Covering theorems and Lebesgue integration

This paper shows how the Lebesgue integral can be obtained as a Riemann sum and provides an extension of the Morse Covering Theorem to open sets. Let $X$ be a finite dimensional normed space; let $\mu$ be a Radon measure on $X$ and let $\Omega\subseteq X$ be a $\mu$-measurable set. For $\lambda\geq1$, a $\mu $-measurable set $S_{\lambda}(a)\subseteq X$ is a $\lambda$-Morse set with tag $a\in S_{\lambda}(a)$ if there is $r>0$ such that $B(a,r)\subseteq S_{\lambda }(a)\subseteq B(a,\lambda r)$ and $S_{\lambda}(a)$ is starlike with respect to all points in the closed ball $B(a,r)$. Given a gauge $\delta:\Omega \to(0,1]$ we say $S_{\lambda}(a)$ is $\delta$-fine if $B(a,\lambda r)\subseteq B(a,\delta(a))$. If $f\geq0$ is a $\mu$-measurable function on $\Omega$ then $\int_{\Omega}f d\mu=F\in\mathbb{R}$ if and only if for some $\lambda\geq1$ and all $\epsilon>0$ there is a gauge function $\delta$ so that $|\sum_{n}f(x_{n}) \mu(S(x_{n}))-F|<\epsilon$ for all sequences of disjoint $\lambda$-Morse sets that are $\delta$-fine and cover all but a $\mu $-null subset of $\Omega$. This procedure can be applied separately to the positive and negative parts of a real-valued function on $\Omega$. The covering condition $\mu(\Omega\setminus\cup_{n}S(x_{n}))=0$ can be satisfied due to the Morse Covering Theorem.
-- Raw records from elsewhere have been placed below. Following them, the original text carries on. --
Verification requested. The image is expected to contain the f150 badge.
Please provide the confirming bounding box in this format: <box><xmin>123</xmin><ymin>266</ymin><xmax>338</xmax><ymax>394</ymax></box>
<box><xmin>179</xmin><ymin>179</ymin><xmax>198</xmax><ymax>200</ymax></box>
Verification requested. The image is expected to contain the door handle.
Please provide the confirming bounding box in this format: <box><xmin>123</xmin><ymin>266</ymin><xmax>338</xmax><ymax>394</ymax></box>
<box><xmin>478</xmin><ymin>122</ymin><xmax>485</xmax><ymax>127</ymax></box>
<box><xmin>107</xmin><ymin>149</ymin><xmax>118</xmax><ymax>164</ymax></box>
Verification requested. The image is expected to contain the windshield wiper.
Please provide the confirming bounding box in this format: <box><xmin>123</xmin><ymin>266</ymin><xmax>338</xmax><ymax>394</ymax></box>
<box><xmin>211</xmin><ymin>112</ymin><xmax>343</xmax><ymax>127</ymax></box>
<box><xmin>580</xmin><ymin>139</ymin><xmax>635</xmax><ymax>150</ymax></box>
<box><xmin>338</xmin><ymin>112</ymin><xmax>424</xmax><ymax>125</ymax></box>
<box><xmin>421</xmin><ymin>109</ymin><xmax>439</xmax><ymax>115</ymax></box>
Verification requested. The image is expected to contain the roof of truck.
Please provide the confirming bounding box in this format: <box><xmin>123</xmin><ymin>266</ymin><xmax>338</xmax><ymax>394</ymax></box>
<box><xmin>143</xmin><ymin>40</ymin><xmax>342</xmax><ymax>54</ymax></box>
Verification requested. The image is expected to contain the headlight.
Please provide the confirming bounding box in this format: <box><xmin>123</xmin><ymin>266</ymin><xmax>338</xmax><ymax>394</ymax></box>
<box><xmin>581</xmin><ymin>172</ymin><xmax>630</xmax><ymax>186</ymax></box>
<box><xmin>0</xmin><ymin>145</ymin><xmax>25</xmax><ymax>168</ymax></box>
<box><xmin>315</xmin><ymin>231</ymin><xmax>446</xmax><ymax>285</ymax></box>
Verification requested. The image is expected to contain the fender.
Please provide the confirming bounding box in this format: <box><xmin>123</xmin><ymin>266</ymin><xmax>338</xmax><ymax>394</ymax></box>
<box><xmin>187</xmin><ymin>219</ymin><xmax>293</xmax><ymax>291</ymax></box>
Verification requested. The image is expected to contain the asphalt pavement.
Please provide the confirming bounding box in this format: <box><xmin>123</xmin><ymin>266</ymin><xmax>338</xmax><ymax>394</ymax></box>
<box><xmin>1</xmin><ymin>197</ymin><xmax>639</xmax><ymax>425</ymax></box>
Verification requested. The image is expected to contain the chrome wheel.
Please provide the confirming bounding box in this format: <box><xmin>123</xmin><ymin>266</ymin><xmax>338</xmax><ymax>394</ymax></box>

The improved version given here says that for a fixed $\lambda\geq1$, if $A$ is the set of centers of a family of $\lambda$-Morse sets then $A$ can be covered with the interiors of sets from at most $\kappa$ pairwise disjoint subfamilies of the original family; an estimate for $\kappa$ is given in terms of $\lambda$, $X$ and its norm.